Yoshua Bengio, Geoffrey Hinton, Yann LeCun share ‘Nobel of computer science’ for work on deep learning
Yoshua Bengio, Geoffrey Hinton and Yann LeCun, left to right, are the winners of this year’s $1 million US Turing Award, the world’s top prize in computer science, the Association for Computing Machinery announced Wednesday. (Université de Montréal/Google/Facebook)

Three researchers, two of them Canadian, have won the world’s top award in computer science for developing the ability of computers to learn like humans, by imitating the human brain and how it functions using networks of “neurons.”

That allows computers to acquire new skills by looking at lots of examples and finding and recognizing patterns, as humans do.

Machine learning — based on “deep learning” and “neural networks” —  has led to the development of artificial intelligence that now powers everyday web and smartphone applications from voice, image and facial recognition to language translation.
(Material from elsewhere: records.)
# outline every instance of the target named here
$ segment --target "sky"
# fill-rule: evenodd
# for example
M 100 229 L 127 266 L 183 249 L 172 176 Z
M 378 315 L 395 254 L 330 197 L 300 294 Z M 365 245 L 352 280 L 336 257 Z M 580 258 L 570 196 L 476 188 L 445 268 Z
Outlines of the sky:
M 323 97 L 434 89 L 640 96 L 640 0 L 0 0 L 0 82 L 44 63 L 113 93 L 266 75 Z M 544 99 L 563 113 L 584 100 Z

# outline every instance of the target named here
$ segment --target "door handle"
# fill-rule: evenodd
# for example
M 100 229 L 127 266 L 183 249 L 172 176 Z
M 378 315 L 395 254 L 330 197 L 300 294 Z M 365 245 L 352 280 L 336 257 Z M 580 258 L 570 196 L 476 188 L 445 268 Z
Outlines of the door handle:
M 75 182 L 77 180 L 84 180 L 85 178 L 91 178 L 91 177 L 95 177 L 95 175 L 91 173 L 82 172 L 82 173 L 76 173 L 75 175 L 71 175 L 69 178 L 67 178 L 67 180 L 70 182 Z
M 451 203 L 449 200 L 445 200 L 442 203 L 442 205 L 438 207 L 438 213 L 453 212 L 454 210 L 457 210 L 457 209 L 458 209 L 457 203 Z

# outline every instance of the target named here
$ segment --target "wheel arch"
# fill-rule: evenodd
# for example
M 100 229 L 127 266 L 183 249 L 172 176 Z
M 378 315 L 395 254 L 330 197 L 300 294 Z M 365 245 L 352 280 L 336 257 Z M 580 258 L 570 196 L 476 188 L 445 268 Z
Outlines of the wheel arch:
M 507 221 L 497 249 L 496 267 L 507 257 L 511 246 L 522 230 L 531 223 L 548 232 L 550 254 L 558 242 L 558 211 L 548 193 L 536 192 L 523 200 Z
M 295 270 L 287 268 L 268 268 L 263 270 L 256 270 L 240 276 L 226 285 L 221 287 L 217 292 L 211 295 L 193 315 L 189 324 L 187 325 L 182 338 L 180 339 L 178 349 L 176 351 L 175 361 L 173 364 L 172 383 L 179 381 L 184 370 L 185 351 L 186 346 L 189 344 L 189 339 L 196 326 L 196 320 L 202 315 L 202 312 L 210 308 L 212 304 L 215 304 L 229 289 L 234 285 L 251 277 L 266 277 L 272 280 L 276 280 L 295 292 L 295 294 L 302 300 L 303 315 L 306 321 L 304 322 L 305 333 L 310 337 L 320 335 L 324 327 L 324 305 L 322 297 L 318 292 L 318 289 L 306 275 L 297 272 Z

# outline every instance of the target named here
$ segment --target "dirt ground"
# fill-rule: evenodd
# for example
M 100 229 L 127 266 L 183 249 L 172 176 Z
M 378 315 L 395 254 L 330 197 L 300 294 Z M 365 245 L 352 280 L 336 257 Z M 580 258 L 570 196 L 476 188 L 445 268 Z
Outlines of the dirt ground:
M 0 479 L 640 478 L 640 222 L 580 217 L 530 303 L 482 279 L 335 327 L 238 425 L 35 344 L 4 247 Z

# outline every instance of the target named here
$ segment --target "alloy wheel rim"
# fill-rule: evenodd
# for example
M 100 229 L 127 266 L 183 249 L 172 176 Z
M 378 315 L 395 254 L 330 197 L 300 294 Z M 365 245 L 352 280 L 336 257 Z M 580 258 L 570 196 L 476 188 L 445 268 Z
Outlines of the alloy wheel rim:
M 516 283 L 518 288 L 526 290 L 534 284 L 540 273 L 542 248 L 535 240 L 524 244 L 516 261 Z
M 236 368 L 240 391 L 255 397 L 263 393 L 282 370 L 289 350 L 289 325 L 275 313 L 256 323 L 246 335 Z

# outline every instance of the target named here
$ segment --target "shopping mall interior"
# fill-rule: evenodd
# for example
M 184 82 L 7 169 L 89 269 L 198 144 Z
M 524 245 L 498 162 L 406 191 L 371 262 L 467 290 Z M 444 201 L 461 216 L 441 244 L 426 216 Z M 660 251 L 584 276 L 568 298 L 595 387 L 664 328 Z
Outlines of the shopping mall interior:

It’s increasingly being used in more complicated tasks like generating art, creating text and diagnosing cancer from images.

The Turing Award is described by the Association for Computing Machinery, which hands out the annual award, as the “Nobel Prize of Computing” and worth $1 million US. The association announced Wednesday that the 2018 award goes to:

  • Yoshua Bengio, professor at the Université de Montréal and scientific director of Mila, Quebec’s Artificial Intelligence Institute.
  • Geoffrey Hinton, emeritus professor at the University of Toronto, vice-president and engineer fellow at Google, and chief scientific advisor at the Vector Institute.
  • Yann LeCun, professor at New York University and vice-president and chief AI scientist for Facebook, who did his postdoctoral work at Hinton’s University of Toronto lab and then worked with Bengio at Bell Labs.

The Turing Award is named after British mathematician, computer scientist and Second World War codebreaker Alan Turing. It has been sponsored by Google since 2014, but the company said it’s not involved with the selection committee, which honours “lasting contributions to the field of computer science.”